Next is the Encode page were you configure your Compression, Resolution, Frame Rate, Bit Rate, Audio and sub stream per COMPATIBLE camera.

Tribrid DVR Menu2

Next in line is the Cam Name. Here is where you name your camera channels. It is a brilliant idea adding a name to a channel/camera, you automatically know who, when and where the even occurred. Example front door, back door, bedroom or backyard on February 3 2014 at 7:30pm.

Tribrid DVR Menu 3

Now the very important part, the Channel Type page. Here is where it can get a little tricky. The Tribrid’s BNC inputs are defaulted using HDCVI cameras. The adjustment is simple just switch the channel you have the analog camera connected and enable the analog field.

Tribrid DVR Menu4

Tribrid DVR Menu5

When connecting and configuring an IP camera you have to start from the last channel of the Tribrid. For example if you have a 16 channel Tribrid DVR then you would start adding cameras from channel 16 and down, so the first IP camera you connect and configure will be channel 16. You would copy the same configuration as the HDCVI described previously and still be in the channel type page and then towards the bottom of the page there is an arrow selecting next page. Go to page 2 and select IP on channel 16 for your first IP camera, 15 would be the 2nd IP camera and so on. Remember if you have any question or concerns you can always contact TechPro Security Support Monday through Friday from 9am to 6pm Eastern Sunny Florida time.

Tribrid DVR Hardware.

The motherboard is strong and smart and you can install up to eight 7200 RPM SV-35 3TB Hard Drives capturing proper resolution and long length recording with no hassle. On the back of the unit you have HDMI, BNC, VGA, Audio, RJ-45, Alarm, PTZ control, USB and e-sata inputs as well as other outputs.

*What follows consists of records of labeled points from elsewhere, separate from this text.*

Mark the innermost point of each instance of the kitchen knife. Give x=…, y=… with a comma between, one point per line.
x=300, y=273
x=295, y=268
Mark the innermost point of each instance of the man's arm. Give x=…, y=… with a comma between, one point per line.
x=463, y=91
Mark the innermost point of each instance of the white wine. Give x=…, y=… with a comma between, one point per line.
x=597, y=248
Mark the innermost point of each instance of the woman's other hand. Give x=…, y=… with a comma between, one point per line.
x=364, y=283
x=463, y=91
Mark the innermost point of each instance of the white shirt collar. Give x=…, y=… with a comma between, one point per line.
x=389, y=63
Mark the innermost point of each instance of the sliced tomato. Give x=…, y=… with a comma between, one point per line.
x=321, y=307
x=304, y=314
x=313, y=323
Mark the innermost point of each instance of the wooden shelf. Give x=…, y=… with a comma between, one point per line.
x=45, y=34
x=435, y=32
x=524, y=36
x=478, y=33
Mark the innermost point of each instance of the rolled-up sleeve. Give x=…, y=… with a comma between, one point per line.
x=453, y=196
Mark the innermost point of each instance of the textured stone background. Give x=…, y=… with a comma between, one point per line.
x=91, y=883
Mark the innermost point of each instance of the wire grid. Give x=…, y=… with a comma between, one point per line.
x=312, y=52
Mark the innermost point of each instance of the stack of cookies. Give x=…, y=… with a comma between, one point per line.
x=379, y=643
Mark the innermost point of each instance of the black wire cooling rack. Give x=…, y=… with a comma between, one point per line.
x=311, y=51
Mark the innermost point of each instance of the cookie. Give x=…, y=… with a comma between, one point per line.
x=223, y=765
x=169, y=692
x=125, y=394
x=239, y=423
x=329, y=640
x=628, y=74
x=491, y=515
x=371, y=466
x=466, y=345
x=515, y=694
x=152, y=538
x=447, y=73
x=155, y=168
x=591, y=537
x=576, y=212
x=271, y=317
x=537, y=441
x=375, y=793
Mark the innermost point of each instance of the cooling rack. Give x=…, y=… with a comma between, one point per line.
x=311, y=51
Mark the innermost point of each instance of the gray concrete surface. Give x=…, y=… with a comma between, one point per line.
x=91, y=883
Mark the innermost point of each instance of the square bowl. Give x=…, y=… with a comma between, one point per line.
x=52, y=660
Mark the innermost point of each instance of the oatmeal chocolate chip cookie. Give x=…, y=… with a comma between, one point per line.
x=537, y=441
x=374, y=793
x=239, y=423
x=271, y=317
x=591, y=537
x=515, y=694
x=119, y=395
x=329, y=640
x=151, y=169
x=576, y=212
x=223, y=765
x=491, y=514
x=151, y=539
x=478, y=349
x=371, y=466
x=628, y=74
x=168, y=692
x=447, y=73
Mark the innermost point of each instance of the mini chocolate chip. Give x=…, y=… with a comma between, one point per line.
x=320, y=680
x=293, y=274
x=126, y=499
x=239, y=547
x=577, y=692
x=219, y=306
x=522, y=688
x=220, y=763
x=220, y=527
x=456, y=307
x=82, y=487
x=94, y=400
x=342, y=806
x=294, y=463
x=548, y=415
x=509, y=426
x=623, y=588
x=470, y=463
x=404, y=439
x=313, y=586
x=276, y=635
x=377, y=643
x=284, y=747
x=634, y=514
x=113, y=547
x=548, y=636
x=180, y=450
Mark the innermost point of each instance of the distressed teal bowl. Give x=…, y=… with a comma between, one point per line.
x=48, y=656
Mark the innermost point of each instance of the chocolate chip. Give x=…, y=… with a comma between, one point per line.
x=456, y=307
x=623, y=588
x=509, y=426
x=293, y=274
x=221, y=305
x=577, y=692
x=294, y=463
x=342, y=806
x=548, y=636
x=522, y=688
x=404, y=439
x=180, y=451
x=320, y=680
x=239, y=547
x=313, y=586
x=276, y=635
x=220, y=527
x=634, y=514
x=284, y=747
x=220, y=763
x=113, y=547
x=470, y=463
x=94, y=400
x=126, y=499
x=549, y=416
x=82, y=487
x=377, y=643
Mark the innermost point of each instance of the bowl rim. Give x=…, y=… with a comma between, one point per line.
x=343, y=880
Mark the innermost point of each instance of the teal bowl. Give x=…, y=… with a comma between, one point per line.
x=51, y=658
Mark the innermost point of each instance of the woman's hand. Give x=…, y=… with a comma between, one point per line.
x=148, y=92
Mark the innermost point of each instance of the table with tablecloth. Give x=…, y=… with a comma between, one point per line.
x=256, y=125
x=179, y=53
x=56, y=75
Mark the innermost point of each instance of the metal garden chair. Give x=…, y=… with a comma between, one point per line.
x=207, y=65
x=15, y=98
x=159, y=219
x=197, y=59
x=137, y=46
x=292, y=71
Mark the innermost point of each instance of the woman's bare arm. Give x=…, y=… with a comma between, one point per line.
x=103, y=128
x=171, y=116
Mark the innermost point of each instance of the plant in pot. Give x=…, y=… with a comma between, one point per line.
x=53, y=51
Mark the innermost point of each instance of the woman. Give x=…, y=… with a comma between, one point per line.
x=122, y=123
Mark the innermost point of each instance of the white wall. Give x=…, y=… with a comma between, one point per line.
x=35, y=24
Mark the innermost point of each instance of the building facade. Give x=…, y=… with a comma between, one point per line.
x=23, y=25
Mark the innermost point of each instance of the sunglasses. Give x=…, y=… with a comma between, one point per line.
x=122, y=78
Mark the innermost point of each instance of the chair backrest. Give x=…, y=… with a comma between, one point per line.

Tribrid DVR Inside Hardware

                

DVR Tribrid System Connection

Tribrid DVR Remote view configuration.

Network configuration is the same as all of our Security Camera King recording units. TCP/IP must match your network, the TCP port should be defaulted at 37777 and the HTTP port should be changed to 88 (the TCP and HTTP ports has to be forwarded in the router to have external access).

Tribrid DVR Menu6

             

Tribrid DVR Menu7

Email alerts can be configured here under the same network sub-menu, utilizing motion or alarm detection to send push emails to your mobile device alerting you who or what has infiltrated your space.

Tribrid DVR Menu8

Tribrid DVR Motion detect recording or 24/7 recording.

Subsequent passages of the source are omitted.